3. La vie dans les territoire contaminés
     Une zone d'exclusion de 4 000 km2 environ a été définie, incluant un cercle d'un rayon de 30 kilomètres autour du site accidenté. Dans cette zone, les populations ont été évacuées, tous les travaux, toutes les productions agricoles, le transit des personnes et des marchandises ont été interdits, toutes les entrées et les sorties ont été réglementées.
     A ce jour, ces interdictions restent en vigueur. La zone d'exclusion reste interdite à toute habitation et aux pratiques agricoles, bien qu'il ait été envisagé récemment de réutiliser les parties les moins contaminées.
     En dehors de la zone d'exclusion, 1,4 million de personnes vivent sur 30'000 km2 contaminés à plus de 1,85.1011 Bq par km2 et 130'000 personnes vivent sur 7'000 km2 contaminés à plus de 5,55.1011 Bq par km2.
     - les territoires dont les populations reçoivent une dose inférieure à 1 mSv par an sont considérés comme permettant une vie normale;
     - les territoires dont les populations reçoivent une dose supérieure à 1 mSv par an continuent à bénéficier de compensations sociales.
     Cette gestion a modifié l'aide apportée aux populations.
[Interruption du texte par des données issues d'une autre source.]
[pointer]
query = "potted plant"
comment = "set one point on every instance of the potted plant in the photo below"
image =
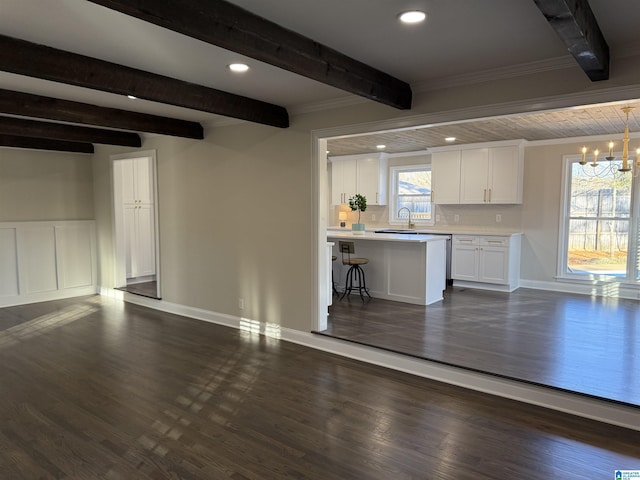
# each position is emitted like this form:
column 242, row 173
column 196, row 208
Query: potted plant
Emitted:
column 358, row 202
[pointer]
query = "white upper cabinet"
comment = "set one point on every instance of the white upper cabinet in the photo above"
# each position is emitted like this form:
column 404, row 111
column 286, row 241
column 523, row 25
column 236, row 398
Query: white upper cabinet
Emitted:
column 363, row 174
column 505, row 175
column 445, row 177
column 491, row 174
column 474, row 166
column 343, row 181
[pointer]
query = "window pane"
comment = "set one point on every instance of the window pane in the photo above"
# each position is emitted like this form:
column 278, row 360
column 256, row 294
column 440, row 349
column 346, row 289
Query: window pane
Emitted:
column 598, row 247
column 414, row 183
column 606, row 196
column 420, row 206
column 414, row 192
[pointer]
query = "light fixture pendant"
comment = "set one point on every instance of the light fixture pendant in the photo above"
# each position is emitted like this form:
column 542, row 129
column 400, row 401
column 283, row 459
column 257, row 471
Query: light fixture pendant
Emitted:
column 238, row 67
column 625, row 166
column 412, row 16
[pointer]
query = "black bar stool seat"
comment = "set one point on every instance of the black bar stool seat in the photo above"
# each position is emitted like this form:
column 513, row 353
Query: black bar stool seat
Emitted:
column 355, row 274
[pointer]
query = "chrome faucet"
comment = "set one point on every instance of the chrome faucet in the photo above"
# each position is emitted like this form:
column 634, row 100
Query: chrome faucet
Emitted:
column 410, row 225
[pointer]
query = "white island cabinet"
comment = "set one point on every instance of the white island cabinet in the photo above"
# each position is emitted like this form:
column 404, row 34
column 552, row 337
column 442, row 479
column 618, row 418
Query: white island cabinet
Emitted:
column 403, row 268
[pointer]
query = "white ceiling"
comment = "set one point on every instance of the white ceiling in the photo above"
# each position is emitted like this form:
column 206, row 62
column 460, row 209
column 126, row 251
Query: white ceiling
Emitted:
column 460, row 38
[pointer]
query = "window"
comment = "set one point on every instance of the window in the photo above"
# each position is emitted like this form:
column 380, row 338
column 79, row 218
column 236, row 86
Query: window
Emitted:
column 411, row 189
column 598, row 219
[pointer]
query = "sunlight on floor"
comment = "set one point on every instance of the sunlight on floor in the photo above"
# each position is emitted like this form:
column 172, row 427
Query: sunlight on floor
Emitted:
column 45, row 323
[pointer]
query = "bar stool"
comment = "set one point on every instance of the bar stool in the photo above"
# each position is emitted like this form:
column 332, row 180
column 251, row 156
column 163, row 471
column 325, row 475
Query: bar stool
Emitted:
column 355, row 272
column 333, row 284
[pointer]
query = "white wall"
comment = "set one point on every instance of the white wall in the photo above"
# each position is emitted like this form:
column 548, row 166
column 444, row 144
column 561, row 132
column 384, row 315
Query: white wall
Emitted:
column 235, row 210
column 39, row 185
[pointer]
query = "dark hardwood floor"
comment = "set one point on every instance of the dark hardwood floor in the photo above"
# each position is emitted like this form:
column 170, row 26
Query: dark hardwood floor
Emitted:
column 589, row 345
column 93, row 388
column 145, row 289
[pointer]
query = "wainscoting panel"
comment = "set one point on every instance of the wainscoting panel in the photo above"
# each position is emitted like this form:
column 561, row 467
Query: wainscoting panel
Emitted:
column 42, row 261
column 8, row 263
column 37, row 259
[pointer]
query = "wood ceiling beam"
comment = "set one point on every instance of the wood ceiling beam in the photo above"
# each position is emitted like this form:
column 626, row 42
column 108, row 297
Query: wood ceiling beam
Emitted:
column 60, row 131
column 16, row 141
column 37, row 106
column 226, row 25
column 40, row 61
column 576, row 25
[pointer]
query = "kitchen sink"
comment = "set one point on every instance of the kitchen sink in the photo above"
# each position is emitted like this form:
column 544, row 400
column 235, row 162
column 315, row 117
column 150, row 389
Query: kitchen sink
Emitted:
column 398, row 230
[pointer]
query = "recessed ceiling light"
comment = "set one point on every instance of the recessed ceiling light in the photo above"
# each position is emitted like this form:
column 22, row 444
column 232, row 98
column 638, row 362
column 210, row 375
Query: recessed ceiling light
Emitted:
column 412, row 16
column 238, row 67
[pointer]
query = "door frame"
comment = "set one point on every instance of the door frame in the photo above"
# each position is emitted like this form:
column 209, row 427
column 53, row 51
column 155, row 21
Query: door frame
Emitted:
column 119, row 256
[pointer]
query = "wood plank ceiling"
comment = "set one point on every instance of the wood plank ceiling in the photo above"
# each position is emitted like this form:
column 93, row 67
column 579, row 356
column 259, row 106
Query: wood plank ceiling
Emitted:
column 225, row 25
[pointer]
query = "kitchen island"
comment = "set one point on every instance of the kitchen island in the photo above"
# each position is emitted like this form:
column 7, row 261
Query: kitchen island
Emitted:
column 403, row 268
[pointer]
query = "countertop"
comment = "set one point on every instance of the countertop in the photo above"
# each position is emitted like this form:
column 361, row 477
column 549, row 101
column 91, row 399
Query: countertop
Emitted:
column 384, row 237
column 447, row 230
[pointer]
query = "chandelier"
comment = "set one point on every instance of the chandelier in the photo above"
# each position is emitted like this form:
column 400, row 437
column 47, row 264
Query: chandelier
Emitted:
column 611, row 168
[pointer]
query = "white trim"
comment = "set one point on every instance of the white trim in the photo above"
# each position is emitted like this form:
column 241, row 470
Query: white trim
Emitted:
column 470, row 146
column 574, row 404
column 563, row 227
column 598, row 289
column 463, row 115
column 119, row 275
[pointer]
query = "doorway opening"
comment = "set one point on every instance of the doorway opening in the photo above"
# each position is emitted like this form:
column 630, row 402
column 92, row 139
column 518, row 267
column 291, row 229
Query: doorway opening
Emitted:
column 136, row 224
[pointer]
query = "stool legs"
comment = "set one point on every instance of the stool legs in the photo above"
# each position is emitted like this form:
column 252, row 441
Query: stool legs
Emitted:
column 357, row 272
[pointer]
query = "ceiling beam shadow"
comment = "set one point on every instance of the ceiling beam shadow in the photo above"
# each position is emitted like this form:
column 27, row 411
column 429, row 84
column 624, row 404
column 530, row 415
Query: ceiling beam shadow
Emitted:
column 226, row 25
column 58, row 131
column 16, row 141
column 40, row 61
column 37, row 106
column 576, row 25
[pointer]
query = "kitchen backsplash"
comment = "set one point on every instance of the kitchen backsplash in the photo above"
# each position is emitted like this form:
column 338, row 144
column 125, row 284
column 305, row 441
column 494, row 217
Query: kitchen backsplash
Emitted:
column 485, row 216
En Russie, sur la base des critères précédents et de nouvelles estimations de dose, de nombreuses agglomérations ont vu leur statut de "zone contaminée" et les avantages afférents retirés par un décret de janvier 1998. Cette décision a été mal perçue par les populations et les autorités locales.
     C'est dans la ville de Slavoutich que vit une grande partie des 7'000 employés de la centrale, à 50 kilomètres à l'est de la centrale de Tchernobyl.
     La fermeture de la centrale, prévue le 15 décembre, va entraîner la réduction du personnel présent sur le site à 2'000 personnes environ.  


 début p.30

V- COMMUNIQUE DE PRESSE COMMUN
des Amis de la Terre, de Greenpeace et du Réseau "Sortir du nucléaire"
FERMETURE DE TCHERNOBYL:
LA FIN DU PROBLEME N'EST PAS EN VUE

 
Paris, le 12 décembre 2000
     Les institutions financières européennes ont provoqué la colère des associations écologistes en approuvant quelques jours avant le fermeture de Tchernobyl, le financement de réacteurs nucléaires de conception soviétique en Ukraine.
     Le 15 décembre prochain, le réacteur n°3 de Tchernobyl toujours en activité doit s'arrêter définitivement. "Alors que l'on se réjouissait de la fermeture de la centrale la plus dangereuse de la planète, nous pensons que les problèmes vont bientôt recommencer en Ukraine. Les réacteurs nucléaires K2R4 présentent des risques démesurés par rapport à la capacité des institutions ukrainiennes" a souligné Hélène Ballande des Amis de la Terre.
     En 1995, le G7 avait signé un protocole avec l'Ukraine pour la fermeture de Tchernobyl. Cet accord stipulait qu'en échange, le G7 aiderait l'Ukraine à compenser la production électrique de Tchernobyl. Une des options pour remplacer cette production était la construction de 2 réacteurs nucléaires à Khmelnitsky et Rivne en Ukraine - projet connu sous le nom de K2R4. La Banque européenne pour la reconstruction et le développement, la BERD a approuvé un prêt le 7 décembre dernier de 215 millions de dollars, Euratom et plusieurs agences d'assurance crédit (Coface, Hermès, etc) doivent rendre leur décision dans la semaine. 
suite:
     De nombreux arguments économiques, financiers et écologiques plaident contre le financement des réacteurs à Khmelnitsky et Rivne en Ukraine. "Des alternatives moins dangereuses pour la population et l'environnement existent. Un programme de maîtrise de l'énergie doit être le lieu prioritaire de tout investissement dans le secteur énergétique ukrainien" commente Jean-Luc Thierry chargé des questions nucléaires à Greenpeace.
     Le rapport d'un panel d'experts indépendants commandité par la Banque Européenne de Reconstruction et de Développement (B.E.R.D.) avait conclu, en 1997, que les réacteurs en question n'étaient pas rentables et ne répondaient pas au principe de "planification au moindre coût". Les deux réacteurs coûteront près de 10 milliards de francs.
     Plus de 180 ONG de 34 pays ont signé une lettre au chefs d'Etat du G8 pour qu'ils renoncent au financement des réacteurs nucléaires. En France, les Amis de la Terre, Greenpeace, le Réseau Sortir du nucléaire et la FRAPNA, demandaient au gouvernement de s'opposer au financement de ces réacteurs nucléaires par la BERD, Euratom et la Coface.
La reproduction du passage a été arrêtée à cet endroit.